Hang on. For Q2 and for the full year, $325 million of revenue and $25 million of out profit. So underpinning that is a pretty meaningful expansion in margin and operating income for what I'll call the non-First Alert business. We’re you know – we’re feeling a little more confident about Q2. Q2 is going to be another strong quarter we think, so the core business is ticking up.

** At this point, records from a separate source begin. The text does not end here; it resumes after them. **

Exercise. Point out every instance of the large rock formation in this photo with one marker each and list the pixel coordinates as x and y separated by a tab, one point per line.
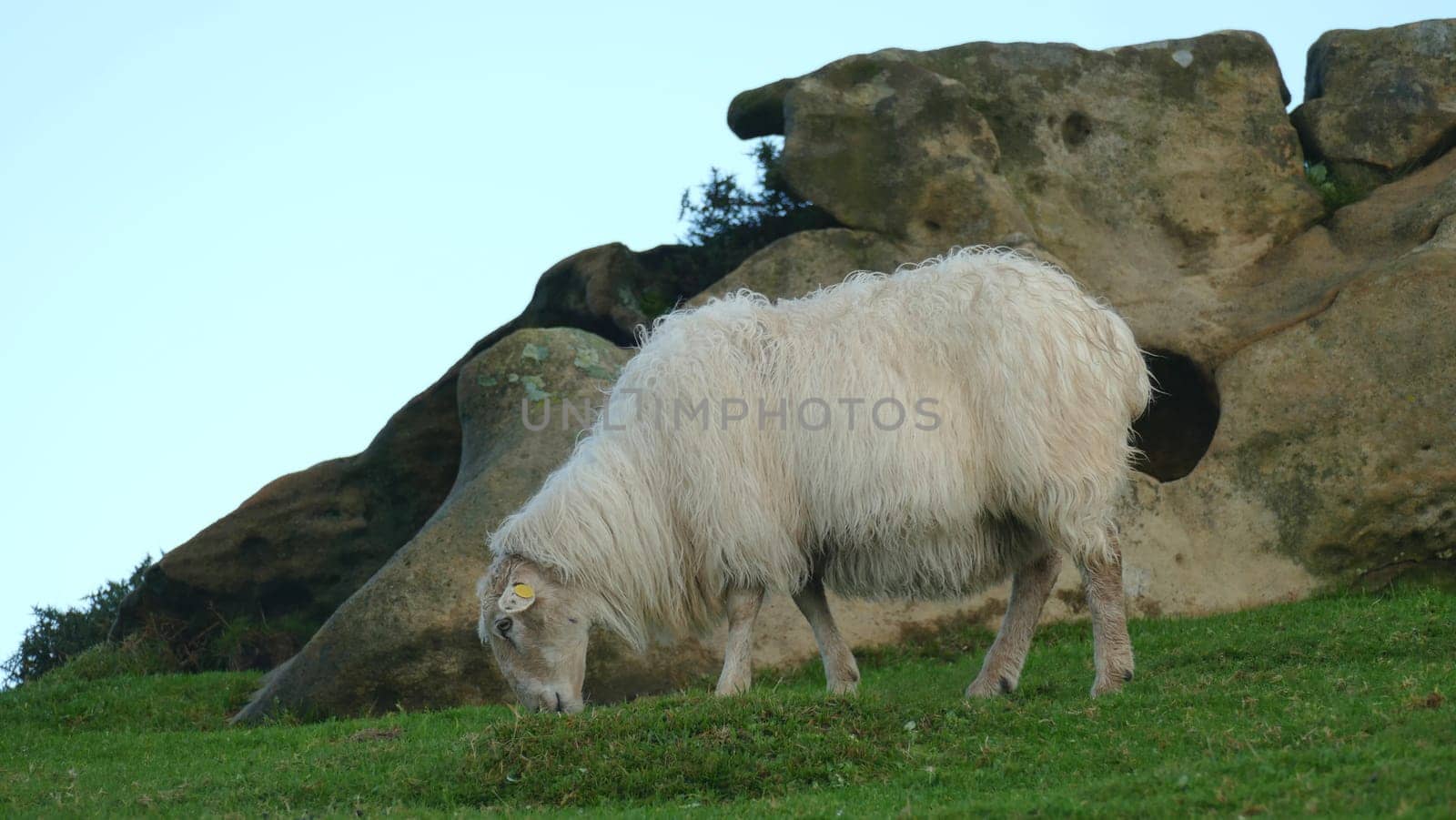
1380	102
1157	172
407	638
249	589
1305	427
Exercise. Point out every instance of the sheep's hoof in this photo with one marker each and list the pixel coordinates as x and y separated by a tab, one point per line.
986	686
1111	683
730	688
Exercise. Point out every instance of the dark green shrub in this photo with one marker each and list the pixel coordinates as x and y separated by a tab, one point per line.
1336	193
57	635
732	222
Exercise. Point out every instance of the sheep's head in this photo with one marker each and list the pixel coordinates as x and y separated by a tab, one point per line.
538	633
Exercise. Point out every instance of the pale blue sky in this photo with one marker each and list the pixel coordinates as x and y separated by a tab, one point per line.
237	237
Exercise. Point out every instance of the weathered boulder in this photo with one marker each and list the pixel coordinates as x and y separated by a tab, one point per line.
611	290
1139	167
1337	446
248	590
267	574
1380	102
807	261
408	635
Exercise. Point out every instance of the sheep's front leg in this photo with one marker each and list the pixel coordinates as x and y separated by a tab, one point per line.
1111	647
743	609
841	669
1030	587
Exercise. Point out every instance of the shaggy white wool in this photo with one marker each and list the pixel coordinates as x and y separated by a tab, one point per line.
1034	385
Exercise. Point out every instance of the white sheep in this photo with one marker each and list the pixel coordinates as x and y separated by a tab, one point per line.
753	446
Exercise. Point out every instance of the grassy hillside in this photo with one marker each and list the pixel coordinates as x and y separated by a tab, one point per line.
1332	705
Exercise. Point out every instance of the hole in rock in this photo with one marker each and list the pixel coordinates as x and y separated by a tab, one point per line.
1176	430
1077	128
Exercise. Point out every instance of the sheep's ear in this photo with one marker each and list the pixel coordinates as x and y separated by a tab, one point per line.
517	597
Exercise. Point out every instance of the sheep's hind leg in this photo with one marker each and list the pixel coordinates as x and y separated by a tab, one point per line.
743	611
841	669
1030	587
1111	647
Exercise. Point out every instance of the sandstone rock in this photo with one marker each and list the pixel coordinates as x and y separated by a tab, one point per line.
611	290
1139	167
291	552
807	261
408	635
1380	102
278	565
1336	444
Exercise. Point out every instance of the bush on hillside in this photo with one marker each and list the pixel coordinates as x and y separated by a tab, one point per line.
732	222
57	635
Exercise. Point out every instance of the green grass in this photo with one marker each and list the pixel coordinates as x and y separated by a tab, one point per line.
1332	705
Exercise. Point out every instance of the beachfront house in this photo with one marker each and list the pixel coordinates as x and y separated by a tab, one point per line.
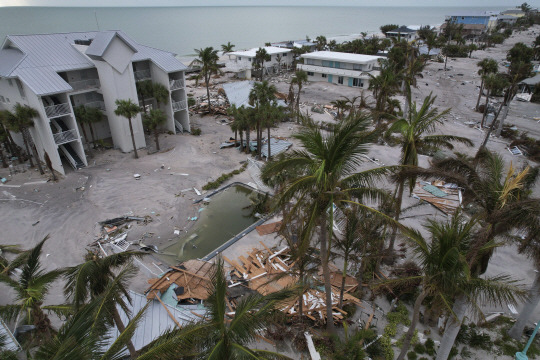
243	62
403	32
55	73
474	23
340	68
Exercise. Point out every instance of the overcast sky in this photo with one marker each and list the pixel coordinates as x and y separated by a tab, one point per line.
98	3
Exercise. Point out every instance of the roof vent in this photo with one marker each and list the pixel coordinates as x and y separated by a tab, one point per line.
86	42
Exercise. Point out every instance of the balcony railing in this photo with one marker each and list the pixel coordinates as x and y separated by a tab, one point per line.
85	84
176	84
96	104
179	105
142	75
57	110
65	136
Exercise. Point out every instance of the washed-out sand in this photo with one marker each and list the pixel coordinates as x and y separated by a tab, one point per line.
69	215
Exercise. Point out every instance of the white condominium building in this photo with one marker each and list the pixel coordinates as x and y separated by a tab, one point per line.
340	68
55	73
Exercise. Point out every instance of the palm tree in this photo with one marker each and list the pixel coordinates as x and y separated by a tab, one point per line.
299	79
227	48
129	110
208	58
414	131
20	120
107	278
270	115
161	93
30	291
323	175
261	94
217	337
493	83
153	121
145	89
261	56
446	273
81	115
341	105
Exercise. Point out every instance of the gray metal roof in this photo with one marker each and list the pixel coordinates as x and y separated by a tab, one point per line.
238	92
102	41
46	53
9	58
154	322
532	81
11	342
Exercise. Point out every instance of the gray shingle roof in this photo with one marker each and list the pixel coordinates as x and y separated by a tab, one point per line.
40	56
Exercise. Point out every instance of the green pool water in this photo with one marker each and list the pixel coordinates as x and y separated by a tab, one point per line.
225	216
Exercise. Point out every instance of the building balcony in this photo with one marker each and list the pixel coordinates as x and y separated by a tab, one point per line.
90	84
65	137
142	75
96	104
57	110
176	84
337	72
179	105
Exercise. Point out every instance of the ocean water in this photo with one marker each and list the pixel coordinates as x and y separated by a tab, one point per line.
183	29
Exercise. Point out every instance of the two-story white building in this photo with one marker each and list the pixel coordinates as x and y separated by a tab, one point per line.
340	68
243	61
54	73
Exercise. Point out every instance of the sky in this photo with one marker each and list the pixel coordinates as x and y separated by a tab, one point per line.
122	3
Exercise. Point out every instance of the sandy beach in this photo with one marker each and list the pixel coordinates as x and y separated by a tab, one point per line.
68	211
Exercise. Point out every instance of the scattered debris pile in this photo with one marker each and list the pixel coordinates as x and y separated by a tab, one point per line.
267	271
445	197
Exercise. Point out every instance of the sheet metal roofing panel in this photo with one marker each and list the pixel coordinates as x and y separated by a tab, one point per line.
271	50
339	56
52	50
43	81
9	58
238	92
154	322
11	342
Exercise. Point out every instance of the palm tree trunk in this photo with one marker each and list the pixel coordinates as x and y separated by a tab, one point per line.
326	275
269	154
156	134
207	79
121	329
91	126
479	94
412	328
399	199
86	140
485	110
133	139
4	160
25	140
534	297
343	278
247	141
453	325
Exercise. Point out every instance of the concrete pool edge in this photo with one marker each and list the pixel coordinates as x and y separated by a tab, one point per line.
241	234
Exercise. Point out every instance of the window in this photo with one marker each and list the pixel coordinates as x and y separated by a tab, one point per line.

First Alert’s gross margins are – they are accretive to the aggregate gross margins, but they are slightly dilutive to products and solutions gross margins at this point, because you know we’re still – you know we're still working through the integration and we still got our synergy planned to drive through that.

E
Erik Woodring
Morgan Stanley

Got it. Awesome! Thank you for that color. And then maybe as my follow up again. I apologize if you already covered this, but you know how should we think about you know the impact of pricing actions on 2022 results, and then any guidance you can give us on – should we expect any incremental pricing increases as we look forward. Thanks.

T
Tony Trunzo
Chief Financial Officer

Yes, so you know as Jay mentioned, we took some more price action here just in the last couple weeks and looking out at the remainder of the year, I think we're going to be in a position to respond if we see incremental cost pressures, but I don't anticipate that there's going to be sort of meaningful price movement in our portfolio. I’m talking about the products and solutions in our product portfolio, absent more in-cost inflation that we’re currently looking at.

J
Jay Geldmacher
Chief Executive Officer

Yeah, because you know you have just some of the more uncertainty of what’s going to happen in the rest of the year, and so as Tony said and I said in my comments, we just recently initiated some additional increases in certain spots for P&S, and as you saw in the results, we had some good flow through from what we did into the year last year and into the first quarter. And so you know I think the key for any company is just keeping a real close eye on the ball and being ready to make movements as more – you know any other curveballs come out of the sky at us during these weird times.

T
Tony Trunzo
Chief Financial Officer

You know Erik, I'd like to make one other comment about First Alert. We didn't really – we didn’t put it in the script, but I think this is probably going to be directionally illustrative for you all. The business is doing really well. We acquired it with an expectation of what we are going to see this year, and our outlook points to a stronger result for the year than what we anticipated three or four months ago. The team is executing really well and we’re seeing really good progress there.

When you look at the numbers, if you look at the 325 of revenue at 25 a LOI for the year, that 25 LOI includes $10 million of integration costs, where you know because of the way we report, we’re burdening First Alert with the integration costs. So when you're looking at the margin in that business, one should keep that in mind.

E
Erik Woodring
Morgan Stanley

And I assume those $10 million entirely run off after this year. Is that a fair thing to say?

T
Tony Trunzo
Chief Financial Officer

We'll have some more leaking into 2023, but not meaningful.

J
Jay Geldmacher
Chief Executive Officer

More synergies.

E
Erik Woodring
Morgan Stanley

Okay, I like that thought process. Thanks guys.

Operator

And everyone, at this time there are no further questions. Mr. Willey, I’ll hand things back to you for any additional or closing remarks.

J
Jason Willey
Vice President of Investor Relations

I thank everyone for their participation today and continued interest and just to let you know, we’ll be out on the road this quarter at several conferences and NDR’s and so hope to talk to many of you in person for the first time. So everyone, take care. Thank you.

Operator

Once again everyone, that does conclude today's conference. Thank you all for your participation today. You may now disconnect.